Beatrice E. Parsons (1870-1955)

Lady Battersea's Rose Garden

Details
Beatrice E. Parsons (1870-1955)
Lady Battersea's Rose Garden
signed 'Beatrice Parsons' (lower right), and inscribed 'No. 9, Rose Garden. The Pleasaunce, Overstrand' (on the backing board)
watercolour with bodycolour
9¾ x 13¾ in. (24.8 x 34.9 cm.)
Provenance
Arthur Greatorex, London.

Lot Essay

In 1888 Lord and Lady Battersea acquired two undistinguished red brick houses known as 'The Cottage' on the coast at Overstrand, near Cromer, in Norfolk.
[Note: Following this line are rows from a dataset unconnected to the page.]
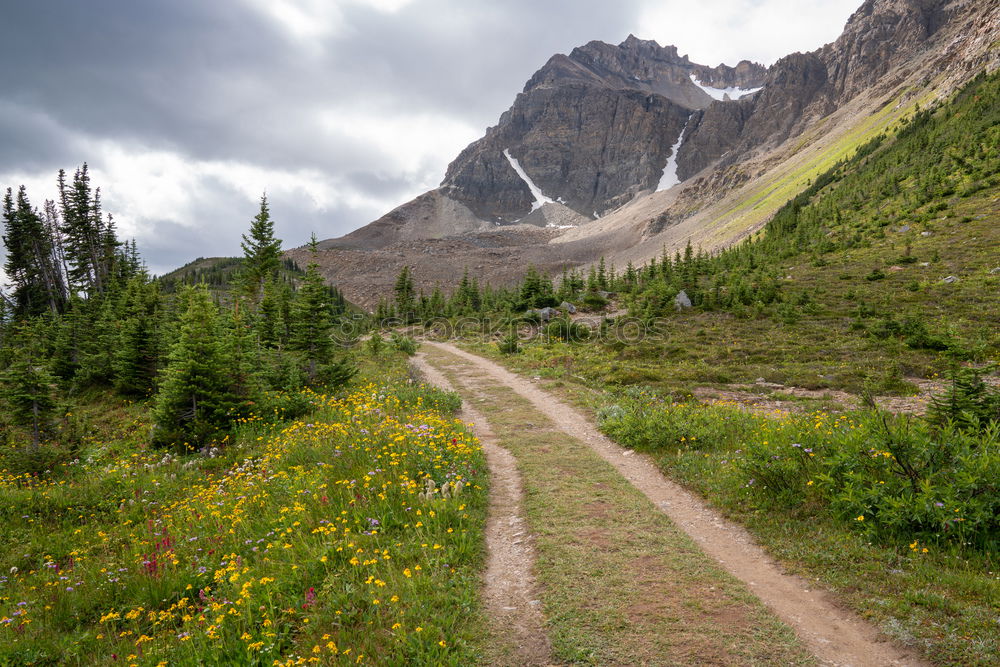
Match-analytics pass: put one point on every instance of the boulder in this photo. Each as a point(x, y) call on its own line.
point(547, 313)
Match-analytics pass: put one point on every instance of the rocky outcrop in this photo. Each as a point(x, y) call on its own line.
point(745, 75)
point(432, 215)
point(594, 128)
point(593, 148)
point(591, 129)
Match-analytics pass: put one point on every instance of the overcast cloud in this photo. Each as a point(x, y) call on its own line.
point(187, 110)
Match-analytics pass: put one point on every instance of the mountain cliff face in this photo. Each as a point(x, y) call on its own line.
point(661, 149)
point(591, 129)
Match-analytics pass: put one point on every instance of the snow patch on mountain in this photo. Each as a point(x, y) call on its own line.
point(670, 178)
point(536, 192)
point(722, 94)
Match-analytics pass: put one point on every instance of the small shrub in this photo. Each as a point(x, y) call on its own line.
point(969, 403)
point(567, 330)
point(375, 344)
point(404, 344)
point(876, 274)
point(594, 301)
point(509, 345)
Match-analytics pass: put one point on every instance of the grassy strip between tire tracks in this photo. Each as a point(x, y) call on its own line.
point(621, 584)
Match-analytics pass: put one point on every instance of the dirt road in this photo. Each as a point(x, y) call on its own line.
point(831, 633)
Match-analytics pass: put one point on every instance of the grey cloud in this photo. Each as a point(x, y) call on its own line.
point(217, 81)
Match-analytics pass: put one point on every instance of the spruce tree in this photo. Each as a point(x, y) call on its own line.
point(28, 389)
point(135, 358)
point(195, 401)
point(311, 318)
point(29, 254)
point(261, 253)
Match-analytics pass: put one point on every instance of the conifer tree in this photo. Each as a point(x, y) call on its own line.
point(29, 264)
point(261, 253)
point(242, 354)
point(134, 363)
point(195, 401)
point(268, 323)
point(311, 317)
point(28, 389)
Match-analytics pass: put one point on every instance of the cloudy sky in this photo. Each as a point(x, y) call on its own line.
point(187, 110)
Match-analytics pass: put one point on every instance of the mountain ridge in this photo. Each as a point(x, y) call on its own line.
point(591, 134)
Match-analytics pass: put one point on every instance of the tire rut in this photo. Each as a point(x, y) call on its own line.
point(835, 635)
point(510, 593)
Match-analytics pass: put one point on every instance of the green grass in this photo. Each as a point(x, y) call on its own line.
point(620, 583)
point(771, 194)
point(944, 600)
point(301, 538)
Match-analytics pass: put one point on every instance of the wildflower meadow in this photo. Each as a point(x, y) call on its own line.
point(350, 535)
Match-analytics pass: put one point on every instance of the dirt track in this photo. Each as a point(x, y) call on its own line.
point(834, 635)
point(509, 590)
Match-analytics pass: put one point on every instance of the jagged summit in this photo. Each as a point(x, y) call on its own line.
point(575, 167)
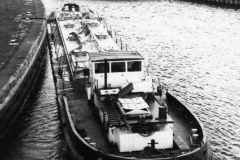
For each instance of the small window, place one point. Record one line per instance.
(118, 67)
(134, 66)
(99, 67)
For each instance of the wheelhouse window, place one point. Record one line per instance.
(118, 67)
(134, 66)
(100, 67)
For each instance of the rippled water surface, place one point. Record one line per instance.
(38, 134)
(193, 49)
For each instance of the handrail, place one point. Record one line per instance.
(65, 49)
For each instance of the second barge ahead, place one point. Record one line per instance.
(110, 108)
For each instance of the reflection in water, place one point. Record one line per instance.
(192, 48)
(38, 134)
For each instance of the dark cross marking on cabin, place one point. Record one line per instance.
(153, 143)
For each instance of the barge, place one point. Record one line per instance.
(110, 108)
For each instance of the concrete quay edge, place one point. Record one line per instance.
(13, 74)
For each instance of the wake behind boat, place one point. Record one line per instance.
(110, 108)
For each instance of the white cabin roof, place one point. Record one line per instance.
(115, 56)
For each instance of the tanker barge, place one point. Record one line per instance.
(110, 108)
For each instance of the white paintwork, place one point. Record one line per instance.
(128, 142)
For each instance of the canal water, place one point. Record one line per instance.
(193, 49)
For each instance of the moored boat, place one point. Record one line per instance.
(110, 107)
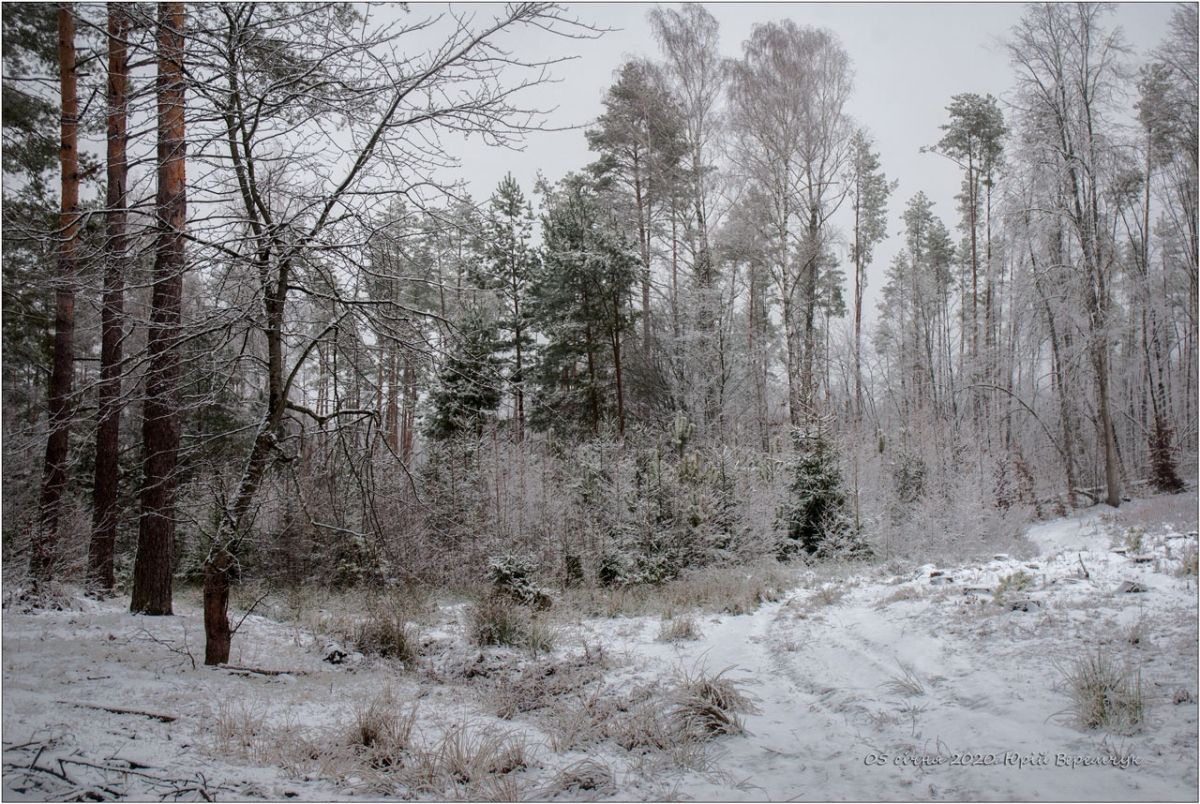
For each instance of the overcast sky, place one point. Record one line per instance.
(909, 59)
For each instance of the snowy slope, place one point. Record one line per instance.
(868, 685)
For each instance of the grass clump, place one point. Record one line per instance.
(586, 775)
(681, 628)
(1188, 563)
(387, 634)
(1013, 582)
(1104, 695)
(709, 706)
(906, 682)
(501, 621)
(383, 731)
(497, 619)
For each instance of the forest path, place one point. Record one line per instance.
(922, 688)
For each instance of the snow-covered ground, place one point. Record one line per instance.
(867, 683)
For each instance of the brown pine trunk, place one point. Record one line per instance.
(617, 369)
(160, 424)
(54, 477)
(108, 393)
(217, 634)
(393, 399)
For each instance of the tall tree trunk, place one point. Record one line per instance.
(54, 477)
(108, 393)
(617, 367)
(160, 424)
(858, 325)
(643, 241)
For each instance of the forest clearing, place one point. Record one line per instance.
(613, 401)
(823, 676)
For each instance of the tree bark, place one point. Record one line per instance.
(54, 477)
(161, 425)
(108, 393)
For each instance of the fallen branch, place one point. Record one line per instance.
(261, 671)
(120, 711)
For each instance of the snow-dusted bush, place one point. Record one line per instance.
(497, 619)
(513, 575)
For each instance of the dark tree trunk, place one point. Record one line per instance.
(54, 477)
(103, 534)
(160, 424)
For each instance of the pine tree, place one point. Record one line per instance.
(581, 298)
(508, 267)
(469, 382)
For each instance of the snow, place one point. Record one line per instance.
(869, 683)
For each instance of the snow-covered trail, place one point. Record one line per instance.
(925, 688)
(868, 685)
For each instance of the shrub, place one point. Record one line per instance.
(583, 775)
(388, 635)
(1017, 581)
(1188, 563)
(1104, 695)
(816, 517)
(513, 575)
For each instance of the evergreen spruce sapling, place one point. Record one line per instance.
(816, 517)
(468, 385)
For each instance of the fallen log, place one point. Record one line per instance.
(120, 711)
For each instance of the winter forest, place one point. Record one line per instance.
(721, 463)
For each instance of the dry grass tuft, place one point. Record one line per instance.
(709, 706)
(383, 732)
(586, 777)
(1104, 695)
(679, 628)
(903, 593)
(1018, 581)
(240, 730)
(906, 682)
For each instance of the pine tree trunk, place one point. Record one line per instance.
(54, 477)
(161, 425)
(108, 393)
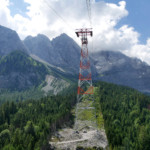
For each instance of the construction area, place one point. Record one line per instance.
(88, 130)
(86, 133)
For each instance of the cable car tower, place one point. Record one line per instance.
(85, 111)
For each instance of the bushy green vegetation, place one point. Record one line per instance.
(28, 125)
(126, 113)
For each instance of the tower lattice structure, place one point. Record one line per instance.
(85, 110)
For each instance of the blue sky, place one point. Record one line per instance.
(18, 6)
(139, 16)
(117, 24)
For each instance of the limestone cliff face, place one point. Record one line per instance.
(10, 41)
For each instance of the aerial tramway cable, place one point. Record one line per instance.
(58, 15)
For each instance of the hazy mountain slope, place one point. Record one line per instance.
(117, 68)
(10, 41)
(61, 51)
(19, 71)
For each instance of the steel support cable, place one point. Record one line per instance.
(88, 4)
(59, 16)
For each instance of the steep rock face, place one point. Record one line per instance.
(118, 68)
(61, 51)
(40, 46)
(18, 71)
(10, 41)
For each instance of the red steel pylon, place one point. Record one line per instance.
(85, 77)
(85, 97)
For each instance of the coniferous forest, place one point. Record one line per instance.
(28, 125)
(126, 114)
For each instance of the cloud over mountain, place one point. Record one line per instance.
(45, 17)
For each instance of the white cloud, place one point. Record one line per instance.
(42, 18)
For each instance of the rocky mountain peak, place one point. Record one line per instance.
(10, 41)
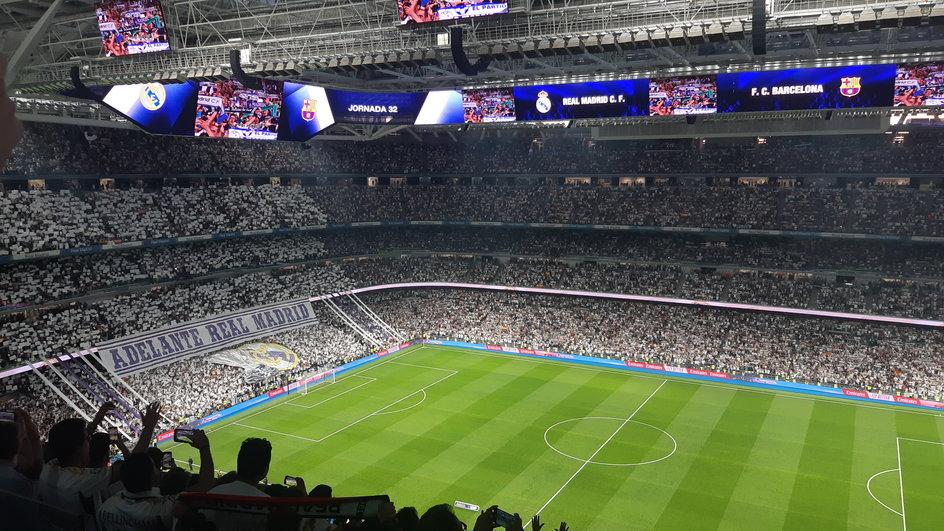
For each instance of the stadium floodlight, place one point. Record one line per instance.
(715, 32)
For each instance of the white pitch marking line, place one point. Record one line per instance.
(901, 484)
(406, 408)
(730, 387)
(551, 446)
(420, 366)
(919, 440)
(387, 406)
(378, 412)
(584, 465)
(290, 402)
(275, 432)
(370, 366)
(868, 486)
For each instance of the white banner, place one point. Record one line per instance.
(145, 351)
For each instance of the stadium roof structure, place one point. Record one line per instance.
(360, 43)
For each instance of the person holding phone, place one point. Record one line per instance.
(20, 454)
(140, 506)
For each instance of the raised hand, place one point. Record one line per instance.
(152, 414)
(199, 440)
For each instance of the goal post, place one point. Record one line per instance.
(313, 381)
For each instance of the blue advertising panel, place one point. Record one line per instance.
(605, 99)
(156, 108)
(919, 84)
(375, 107)
(305, 112)
(839, 87)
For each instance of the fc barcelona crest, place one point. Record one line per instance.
(308, 110)
(850, 86)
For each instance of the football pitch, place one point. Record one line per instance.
(603, 449)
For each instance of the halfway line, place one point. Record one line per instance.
(630, 417)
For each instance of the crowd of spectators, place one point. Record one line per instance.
(196, 387)
(27, 335)
(54, 331)
(42, 220)
(52, 149)
(878, 357)
(73, 477)
(48, 280)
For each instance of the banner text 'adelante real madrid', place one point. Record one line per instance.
(145, 351)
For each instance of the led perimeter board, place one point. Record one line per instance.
(606, 99)
(840, 87)
(131, 27)
(420, 11)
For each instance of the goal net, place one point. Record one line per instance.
(314, 381)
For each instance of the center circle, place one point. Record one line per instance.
(634, 444)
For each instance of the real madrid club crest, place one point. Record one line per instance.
(543, 105)
(270, 354)
(152, 96)
(308, 110)
(850, 86)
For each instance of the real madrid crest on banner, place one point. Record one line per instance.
(152, 96)
(850, 86)
(308, 110)
(271, 354)
(543, 105)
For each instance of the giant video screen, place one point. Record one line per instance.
(839, 87)
(919, 84)
(421, 11)
(606, 99)
(488, 105)
(227, 109)
(131, 27)
(156, 108)
(375, 107)
(683, 95)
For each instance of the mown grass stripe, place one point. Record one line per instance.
(705, 491)
(820, 497)
(762, 494)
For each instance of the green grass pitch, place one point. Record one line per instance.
(603, 449)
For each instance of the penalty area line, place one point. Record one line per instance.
(610, 438)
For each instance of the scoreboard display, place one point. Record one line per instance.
(841, 87)
(227, 109)
(683, 95)
(582, 100)
(305, 112)
(919, 84)
(156, 108)
(296, 112)
(130, 27)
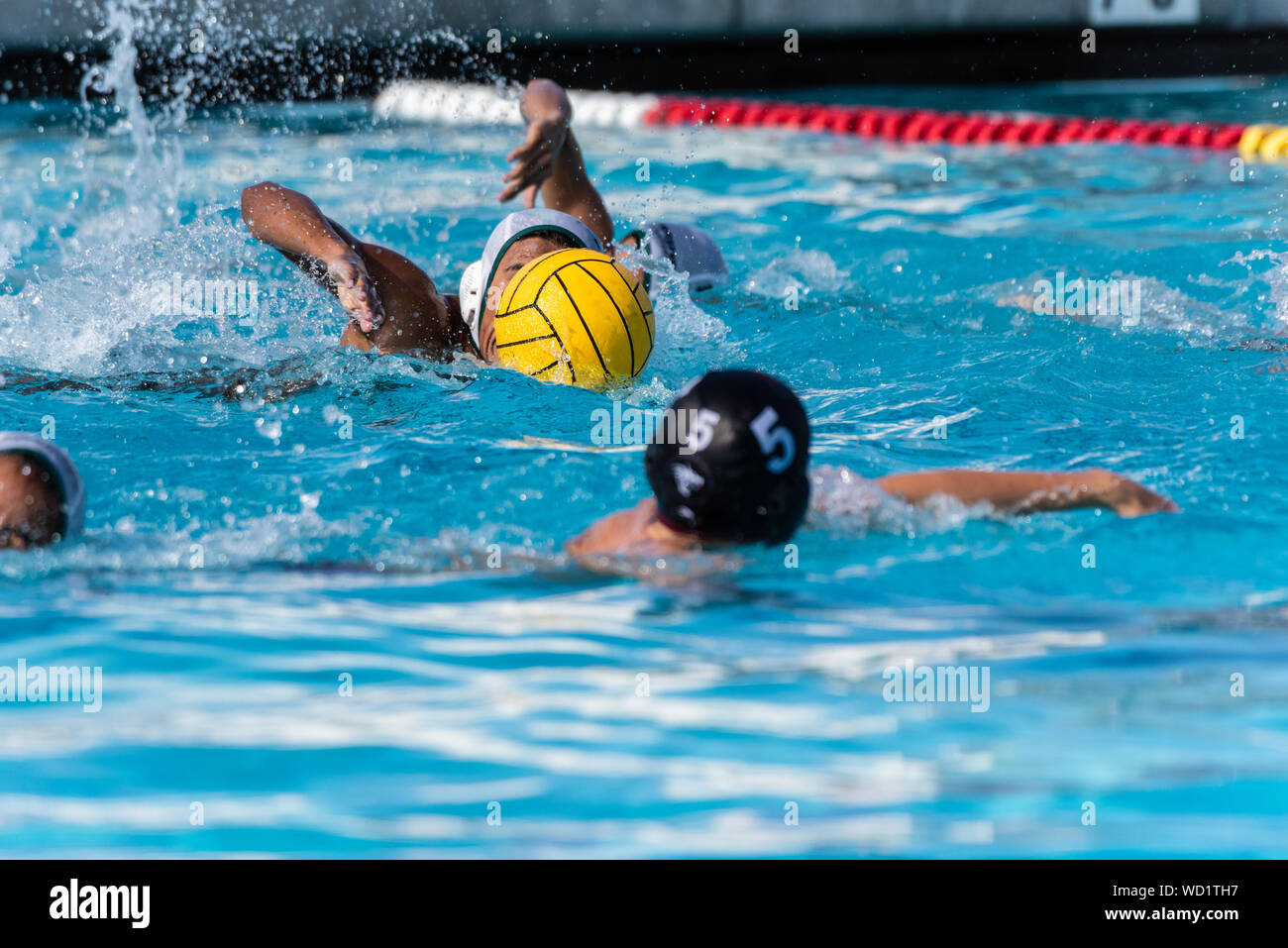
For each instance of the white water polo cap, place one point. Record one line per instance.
(687, 249)
(58, 462)
(478, 275)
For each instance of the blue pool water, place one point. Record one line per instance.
(243, 557)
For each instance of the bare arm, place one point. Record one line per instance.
(291, 223)
(1030, 491)
(550, 159)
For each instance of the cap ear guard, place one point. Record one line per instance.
(472, 298)
(58, 460)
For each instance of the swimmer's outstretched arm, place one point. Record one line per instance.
(550, 159)
(1020, 492)
(391, 303)
(291, 223)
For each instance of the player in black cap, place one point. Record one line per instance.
(728, 466)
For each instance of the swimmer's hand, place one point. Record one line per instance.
(1026, 492)
(1128, 498)
(355, 290)
(546, 110)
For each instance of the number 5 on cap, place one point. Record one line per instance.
(771, 438)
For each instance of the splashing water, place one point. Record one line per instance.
(268, 513)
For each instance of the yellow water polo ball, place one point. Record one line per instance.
(576, 317)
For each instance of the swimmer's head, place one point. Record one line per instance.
(516, 241)
(519, 256)
(42, 496)
(728, 463)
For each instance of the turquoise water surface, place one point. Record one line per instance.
(271, 518)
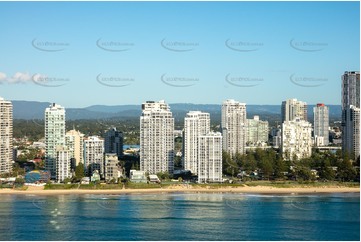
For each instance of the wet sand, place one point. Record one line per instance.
(188, 189)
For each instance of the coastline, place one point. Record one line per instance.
(181, 189)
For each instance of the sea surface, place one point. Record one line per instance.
(181, 216)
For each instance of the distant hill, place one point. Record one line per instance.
(35, 110)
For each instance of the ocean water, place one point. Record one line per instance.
(181, 216)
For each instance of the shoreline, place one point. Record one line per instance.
(177, 189)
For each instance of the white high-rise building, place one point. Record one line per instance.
(156, 138)
(234, 126)
(63, 156)
(6, 136)
(75, 142)
(321, 124)
(210, 157)
(94, 155)
(54, 135)
(292, 108)
(351, 113)
(257, 131)
(296, 139)
(196, 123)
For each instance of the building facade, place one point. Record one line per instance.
(156, 138)
(210, 157)
(350, 113)
(296, 139)
(112, 169)
(196, 123)
(233, 126)
(63, 156)
(6, 136)
(113, 142)
(257, 131)
(94, 155)
(54, 135)
(74, 140)
(292, 108)
(321, 124)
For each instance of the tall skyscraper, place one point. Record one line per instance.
(210, 157)
(156, 138)
(94, 155)
(6, 136)
(234, 126)
(196, 123)
(321, 124)
(257, 131)
(296, 139)
(74, 140)
(113, 142)
(111, 167)
(54, 135)
(62, 163)
(292, 108)
(351, 113)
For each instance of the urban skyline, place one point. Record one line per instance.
(142, 52)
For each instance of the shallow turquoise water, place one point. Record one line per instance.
(181, 216)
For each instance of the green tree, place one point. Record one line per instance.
(19, 181)
(304, 173)
(250, 163)
(266, 167)
(345, 171)
(326, 171)
(280, 167)
(230, 167)
(79, 171)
After commissioning the young Edwin Lutyens to remodel them they renamed the house 'The Pleasaunce', and Lord Battersea, who, according to his wife, proved 'an ardent gardener', set about creating a garden of considerable renown. Dramatically situated on the top of a cliff, it boasted, in addition to the rose garden depicted here, a formal garden with a large fountain, a sunken garden reached by cloisters veiled with creepers, a Japanese garden with streams and pagodas, and, beyond an orchard and cricket pitch, a huge 'Tudor' herbaceous border which stretched for a hundred yards on either side of a nine foot path.

This view of the rose garden was one of several painted for the Batterseas by Beatrice Parsons who travelled widely in England, France and even North Africa, recording gardens for her patrons. She is best known for her views of 'Old English' gardens, of the type popularised by William Robinson, Inigo Thomas and Gertrude Jeykyll. Many of these she exhibited at the Royal Academy or with Arthur Greatorex and the Dowdeswell Galleries.

Other views by Parsons of the gardens at Overstrand are illustrated in Penelope Hobhouse and Christopher Wood, Painted Gardens, 1988, pp.184-7.